The total number of set bits between 0 and 2^n excluded is 2^(n-1)*n. Because in this particular case, 50% of bits are set in each column and other 50% are unset, and there is n columns.

For a number A which is not a power of 2, we can break down the calculation into several passes, one for each set bit in the number A in question, and use the expression for exact power of 2 (variable f). We must also take care of an additional column of 1 each time (variable g).

Schema to see why it works

Answer 2

I was working on a solution similar to covstag's one, but my way of calculating the sum of bits set for a power of 2 was definitely clumsier. So I stole the idea and adapted it to my solution; the result is just slightly faster, but perhaps easier to understand:

def solve(A):
    loop = 0
    current = 0
    bits = f'{A:b}'
    expo = len(bits) - 1
    for b in bits[:-1]:
        if b == '1':
            power = 2**(expo-1)
            current += expo * power + 1 + 2 * power * loop
            loop += 1
        expo -= 1
    if bits[-1] != '0':
        current += loop + 1
    return current

Answer 3

This would work:

def solve(A):
    return sum(int(b) for n in range(1, A + 1) for b in f"{n:b}" if b == '1')

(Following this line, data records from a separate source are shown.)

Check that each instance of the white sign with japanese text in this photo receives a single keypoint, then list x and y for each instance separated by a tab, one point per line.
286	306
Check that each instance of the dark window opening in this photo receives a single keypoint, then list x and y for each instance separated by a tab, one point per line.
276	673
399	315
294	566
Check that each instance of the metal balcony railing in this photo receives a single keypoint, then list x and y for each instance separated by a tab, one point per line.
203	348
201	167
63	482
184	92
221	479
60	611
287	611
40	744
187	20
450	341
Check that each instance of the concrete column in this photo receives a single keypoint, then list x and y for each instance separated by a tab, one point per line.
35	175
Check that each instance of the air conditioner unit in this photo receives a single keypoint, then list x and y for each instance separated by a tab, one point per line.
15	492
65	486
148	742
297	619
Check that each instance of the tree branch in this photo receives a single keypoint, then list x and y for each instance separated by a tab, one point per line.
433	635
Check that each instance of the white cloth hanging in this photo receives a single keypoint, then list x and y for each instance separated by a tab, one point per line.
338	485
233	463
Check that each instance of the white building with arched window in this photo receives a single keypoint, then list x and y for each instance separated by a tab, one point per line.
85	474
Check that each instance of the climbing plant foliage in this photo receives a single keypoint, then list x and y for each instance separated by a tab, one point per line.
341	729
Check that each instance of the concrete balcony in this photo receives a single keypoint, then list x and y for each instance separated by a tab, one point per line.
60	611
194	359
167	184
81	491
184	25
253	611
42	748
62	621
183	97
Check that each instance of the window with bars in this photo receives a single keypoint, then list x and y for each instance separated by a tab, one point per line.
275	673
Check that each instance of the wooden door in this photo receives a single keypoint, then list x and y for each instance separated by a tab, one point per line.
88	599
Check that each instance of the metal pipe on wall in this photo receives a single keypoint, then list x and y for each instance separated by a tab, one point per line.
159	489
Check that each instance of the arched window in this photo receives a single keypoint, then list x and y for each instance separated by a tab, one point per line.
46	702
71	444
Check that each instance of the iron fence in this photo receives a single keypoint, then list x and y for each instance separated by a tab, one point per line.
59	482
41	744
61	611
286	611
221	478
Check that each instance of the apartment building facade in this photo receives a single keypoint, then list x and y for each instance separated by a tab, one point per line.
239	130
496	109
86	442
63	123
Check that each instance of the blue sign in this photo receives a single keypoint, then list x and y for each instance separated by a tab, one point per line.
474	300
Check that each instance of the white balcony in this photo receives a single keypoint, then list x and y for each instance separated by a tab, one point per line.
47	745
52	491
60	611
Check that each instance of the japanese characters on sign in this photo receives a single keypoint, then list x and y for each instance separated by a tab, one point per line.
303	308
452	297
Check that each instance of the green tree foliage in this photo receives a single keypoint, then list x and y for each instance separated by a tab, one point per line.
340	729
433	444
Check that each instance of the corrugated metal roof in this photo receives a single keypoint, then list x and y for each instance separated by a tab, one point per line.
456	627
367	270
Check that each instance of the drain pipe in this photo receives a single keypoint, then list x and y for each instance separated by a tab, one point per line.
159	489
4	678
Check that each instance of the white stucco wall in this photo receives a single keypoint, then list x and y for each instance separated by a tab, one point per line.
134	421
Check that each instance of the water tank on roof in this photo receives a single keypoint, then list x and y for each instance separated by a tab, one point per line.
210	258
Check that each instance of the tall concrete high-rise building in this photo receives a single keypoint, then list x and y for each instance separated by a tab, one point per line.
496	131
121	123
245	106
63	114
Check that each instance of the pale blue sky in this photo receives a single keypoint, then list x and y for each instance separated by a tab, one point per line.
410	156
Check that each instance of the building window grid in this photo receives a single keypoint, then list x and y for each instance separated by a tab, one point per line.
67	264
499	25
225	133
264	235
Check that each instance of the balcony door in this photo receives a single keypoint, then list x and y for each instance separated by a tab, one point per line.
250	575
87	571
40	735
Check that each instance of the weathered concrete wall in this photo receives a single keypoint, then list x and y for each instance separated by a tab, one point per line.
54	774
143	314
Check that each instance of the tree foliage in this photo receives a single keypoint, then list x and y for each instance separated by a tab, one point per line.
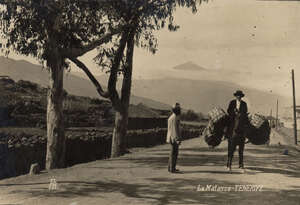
73	27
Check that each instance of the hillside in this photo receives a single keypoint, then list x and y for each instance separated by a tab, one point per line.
202	95
24	104
199	95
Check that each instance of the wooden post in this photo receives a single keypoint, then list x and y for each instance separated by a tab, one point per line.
294	107
276	115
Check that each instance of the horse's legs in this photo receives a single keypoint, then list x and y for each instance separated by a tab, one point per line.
231	150
241	154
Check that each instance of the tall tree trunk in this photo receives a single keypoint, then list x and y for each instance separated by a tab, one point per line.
119	142
56	147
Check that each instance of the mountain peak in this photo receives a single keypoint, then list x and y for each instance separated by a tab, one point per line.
189	66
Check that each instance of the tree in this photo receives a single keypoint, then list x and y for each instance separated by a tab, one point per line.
143	17
53	31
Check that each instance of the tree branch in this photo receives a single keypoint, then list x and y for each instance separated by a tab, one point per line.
91	77
127	80
76	52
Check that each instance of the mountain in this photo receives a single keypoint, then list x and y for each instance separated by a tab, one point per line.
190	66
23	70
203	95
199	95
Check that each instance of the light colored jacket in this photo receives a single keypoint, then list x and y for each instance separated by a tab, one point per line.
174	131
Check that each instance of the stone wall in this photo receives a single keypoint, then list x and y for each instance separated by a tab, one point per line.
17	153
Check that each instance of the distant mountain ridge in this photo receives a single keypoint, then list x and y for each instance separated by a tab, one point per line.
191	66
199	95
23	70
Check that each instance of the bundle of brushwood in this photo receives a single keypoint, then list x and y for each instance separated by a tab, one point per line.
258	131
214	131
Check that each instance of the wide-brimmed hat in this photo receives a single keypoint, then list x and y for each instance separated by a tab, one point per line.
239	93
176	106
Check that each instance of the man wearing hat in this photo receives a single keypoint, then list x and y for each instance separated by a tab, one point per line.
174	137
238	116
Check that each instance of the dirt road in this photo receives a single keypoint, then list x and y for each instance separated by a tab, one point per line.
142	178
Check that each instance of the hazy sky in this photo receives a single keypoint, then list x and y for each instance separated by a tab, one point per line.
252	43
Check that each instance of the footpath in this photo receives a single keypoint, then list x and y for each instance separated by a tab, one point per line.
141	177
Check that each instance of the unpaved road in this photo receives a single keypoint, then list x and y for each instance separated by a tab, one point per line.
142	178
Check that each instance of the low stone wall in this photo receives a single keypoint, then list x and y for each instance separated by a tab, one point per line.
17	153
147	123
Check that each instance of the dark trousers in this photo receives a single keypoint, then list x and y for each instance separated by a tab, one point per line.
173	157
233	142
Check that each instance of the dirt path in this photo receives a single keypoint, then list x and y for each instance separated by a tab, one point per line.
142	178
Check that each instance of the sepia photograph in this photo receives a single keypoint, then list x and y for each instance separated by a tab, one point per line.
149	102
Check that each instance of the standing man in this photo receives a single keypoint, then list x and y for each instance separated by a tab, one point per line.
174	137
238	115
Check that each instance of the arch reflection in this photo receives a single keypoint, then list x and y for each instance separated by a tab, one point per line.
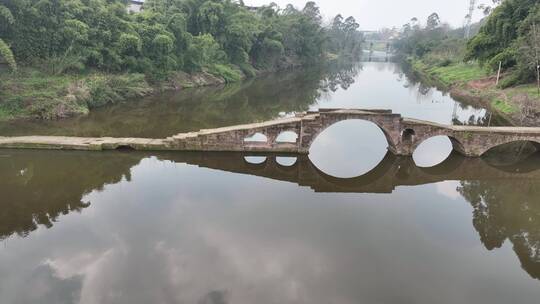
505	198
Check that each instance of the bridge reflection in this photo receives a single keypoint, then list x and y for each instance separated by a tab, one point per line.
393	171
505	199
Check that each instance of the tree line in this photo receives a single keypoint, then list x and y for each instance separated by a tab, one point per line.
222	36
509	36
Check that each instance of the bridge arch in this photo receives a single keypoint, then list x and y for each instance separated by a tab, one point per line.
374	120
287	137
456	143
484	149
407	136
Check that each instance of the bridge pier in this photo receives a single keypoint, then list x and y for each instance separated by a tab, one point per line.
403	135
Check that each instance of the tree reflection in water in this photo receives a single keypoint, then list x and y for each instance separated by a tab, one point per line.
39	186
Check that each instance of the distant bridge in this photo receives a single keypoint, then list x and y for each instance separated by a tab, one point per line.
403	135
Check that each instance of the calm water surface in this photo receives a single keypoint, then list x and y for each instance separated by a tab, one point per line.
348	224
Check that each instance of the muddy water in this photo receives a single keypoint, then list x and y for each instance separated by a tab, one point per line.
347	224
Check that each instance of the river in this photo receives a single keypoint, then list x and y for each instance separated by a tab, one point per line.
350	223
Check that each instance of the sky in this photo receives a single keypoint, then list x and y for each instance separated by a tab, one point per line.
376	14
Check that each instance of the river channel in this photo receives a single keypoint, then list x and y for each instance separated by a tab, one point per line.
350	223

This is another, very classic, way:

def solve(A):
    result = 0
    for n in range(1, A + 1):
        while n > 0:
            result += n % 2
            n //= 2
    return result 

In yours first solution, you can improve it a little:

def solve(A):
    result = 0
    for i in range(A + 1):
         result += bin(i).count('1')
    return result

or even to

def solve(A):
    return sum(bin(i + 1).count('1') for i in range(A))

which is similar to my first attempt, maybe even better.